Una de las cosas que no está bien es poner comentarios que apuntan a otros blogs o que no tienen que ver con el tema en discusión. Se lo comento porque lo he notado y ahora que lo hace usted por primera vez en mi blog le puedo decir lo molesto que resulta.

Quedamos, me parece, a mano. Y la situación esclarecida.

Luissiana Naranjo said...

gracias por el aporte, un escritor nuevo para mí y una forma plácida de narrar! por cierto encontré "Algunos se hacían Dioses" en CENAC, nueva lectura.
Saludos

Juan Murillo said...

Saludos Luissiana, a mi Schulz me parece intenso, aunque en realidad no pasa nada.

Espero te guste mi libro, en esa época tenía grandes aspiraciones pero poco oficio.

Elzbieta said...

Uno más que ha caído en la "red schulziana". Magnífico.
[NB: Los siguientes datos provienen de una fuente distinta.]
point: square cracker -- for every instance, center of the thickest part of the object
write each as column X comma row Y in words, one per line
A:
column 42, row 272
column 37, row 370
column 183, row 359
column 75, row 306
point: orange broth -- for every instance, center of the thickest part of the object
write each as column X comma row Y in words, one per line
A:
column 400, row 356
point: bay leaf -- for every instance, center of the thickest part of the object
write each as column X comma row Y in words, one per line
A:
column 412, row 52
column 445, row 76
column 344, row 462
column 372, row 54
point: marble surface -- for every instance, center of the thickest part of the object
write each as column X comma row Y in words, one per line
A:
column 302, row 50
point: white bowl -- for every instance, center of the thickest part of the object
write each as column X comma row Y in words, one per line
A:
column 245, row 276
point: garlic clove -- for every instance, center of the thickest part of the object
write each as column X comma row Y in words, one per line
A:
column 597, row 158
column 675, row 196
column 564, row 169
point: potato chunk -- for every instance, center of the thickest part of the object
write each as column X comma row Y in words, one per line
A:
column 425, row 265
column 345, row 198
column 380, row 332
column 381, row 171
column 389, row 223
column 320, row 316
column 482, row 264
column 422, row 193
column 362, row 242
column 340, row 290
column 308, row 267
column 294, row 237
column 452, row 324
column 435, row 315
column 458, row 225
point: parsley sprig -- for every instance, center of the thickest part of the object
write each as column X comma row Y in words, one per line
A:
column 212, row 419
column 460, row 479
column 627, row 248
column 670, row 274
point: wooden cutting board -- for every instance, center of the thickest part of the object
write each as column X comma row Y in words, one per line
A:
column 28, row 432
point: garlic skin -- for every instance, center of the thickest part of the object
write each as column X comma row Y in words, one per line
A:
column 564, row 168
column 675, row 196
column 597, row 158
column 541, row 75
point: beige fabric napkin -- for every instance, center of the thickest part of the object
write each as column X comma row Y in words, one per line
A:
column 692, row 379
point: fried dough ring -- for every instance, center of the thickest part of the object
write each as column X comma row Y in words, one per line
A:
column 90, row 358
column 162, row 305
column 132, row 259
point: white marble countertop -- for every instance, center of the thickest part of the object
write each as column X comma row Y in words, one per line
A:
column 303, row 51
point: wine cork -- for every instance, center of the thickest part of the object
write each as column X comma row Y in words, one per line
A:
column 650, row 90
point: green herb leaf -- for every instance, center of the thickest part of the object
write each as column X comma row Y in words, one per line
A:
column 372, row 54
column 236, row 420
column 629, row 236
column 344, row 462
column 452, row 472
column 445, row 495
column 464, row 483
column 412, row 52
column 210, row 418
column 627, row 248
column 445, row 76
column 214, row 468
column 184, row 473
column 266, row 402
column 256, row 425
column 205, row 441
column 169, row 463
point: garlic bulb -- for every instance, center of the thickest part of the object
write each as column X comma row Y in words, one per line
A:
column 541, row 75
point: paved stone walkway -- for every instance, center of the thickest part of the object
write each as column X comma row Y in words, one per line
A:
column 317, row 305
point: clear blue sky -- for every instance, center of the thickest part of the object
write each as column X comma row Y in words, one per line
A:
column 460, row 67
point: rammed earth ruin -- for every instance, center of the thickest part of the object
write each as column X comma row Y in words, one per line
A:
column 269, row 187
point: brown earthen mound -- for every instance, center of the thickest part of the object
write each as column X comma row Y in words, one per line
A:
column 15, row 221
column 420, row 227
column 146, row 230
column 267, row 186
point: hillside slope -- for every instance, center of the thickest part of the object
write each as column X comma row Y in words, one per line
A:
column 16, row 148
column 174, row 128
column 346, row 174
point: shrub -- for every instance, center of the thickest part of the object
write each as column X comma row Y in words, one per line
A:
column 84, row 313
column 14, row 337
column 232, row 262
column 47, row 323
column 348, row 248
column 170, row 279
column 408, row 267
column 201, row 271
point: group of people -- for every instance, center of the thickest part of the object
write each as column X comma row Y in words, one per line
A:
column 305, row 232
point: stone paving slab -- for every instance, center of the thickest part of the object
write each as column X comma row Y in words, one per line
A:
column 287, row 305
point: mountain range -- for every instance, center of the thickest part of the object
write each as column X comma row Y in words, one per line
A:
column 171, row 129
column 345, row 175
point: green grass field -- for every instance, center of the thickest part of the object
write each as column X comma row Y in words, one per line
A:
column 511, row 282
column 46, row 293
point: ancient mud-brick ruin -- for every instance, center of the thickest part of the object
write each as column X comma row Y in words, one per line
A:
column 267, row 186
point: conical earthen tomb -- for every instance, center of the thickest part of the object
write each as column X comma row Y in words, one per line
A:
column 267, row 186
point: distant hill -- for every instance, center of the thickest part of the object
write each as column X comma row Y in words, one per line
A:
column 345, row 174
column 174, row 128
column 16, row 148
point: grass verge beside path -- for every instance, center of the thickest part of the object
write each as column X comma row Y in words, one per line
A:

No se puede pasar indiferente ante Schulz.
Y si quieres leer en castellano toda la obra de Schulz, hace un par de años salió "Madurar hacia la infancia" en Siruela, donde puedes zambullirte en la obra de este escritor.
Traducido directamente del polaco.

Saludos, Elzbieta

Esteban U. said...

Sí, coincido con el asunto de la traducción y lo que revela o da a conocer: “La tarea del traductor” de Benjamin sigue siendo para mí una referencia clave en ese sentido.

Me gustó mucho esta traducción, y todavía más la otra (“Una ciudad de iglesias”), pero ahí estaban desactivados los comentarios. El de Barthelme es fenomenal, uno no se levanta de la silla.

Juan Murillo said...

Gracias por tu comentario Esteban. Voy a seguir en esto un poco más, cuando haya tiempo. Yo no conocía los placeres y esfuerzos de la traducción, es un aprendizaje y una comunión. No conozco el texto de Benjamin, pero ahorita voy y lo busco.

Juan Murillo said...

Los comentarios estaban cerrados en el otro post porque los spammers chinos me tenían loco y cada dos días me dejaban un montoncito de ideogramas promoviendo quien sabe que servicio de masajes en Shangai.

Mariano said...

Debo decir que Schulz es un genio. Lo descubrí por casualidad en una librería y compré sus obras completas. No es un libro, es una biblia. pensar en sus cuentos me da alegría, tortura, sencillez y angustia. escribe como pinta; leerlo es ver una obra de arte. Es mi libro de cabecera.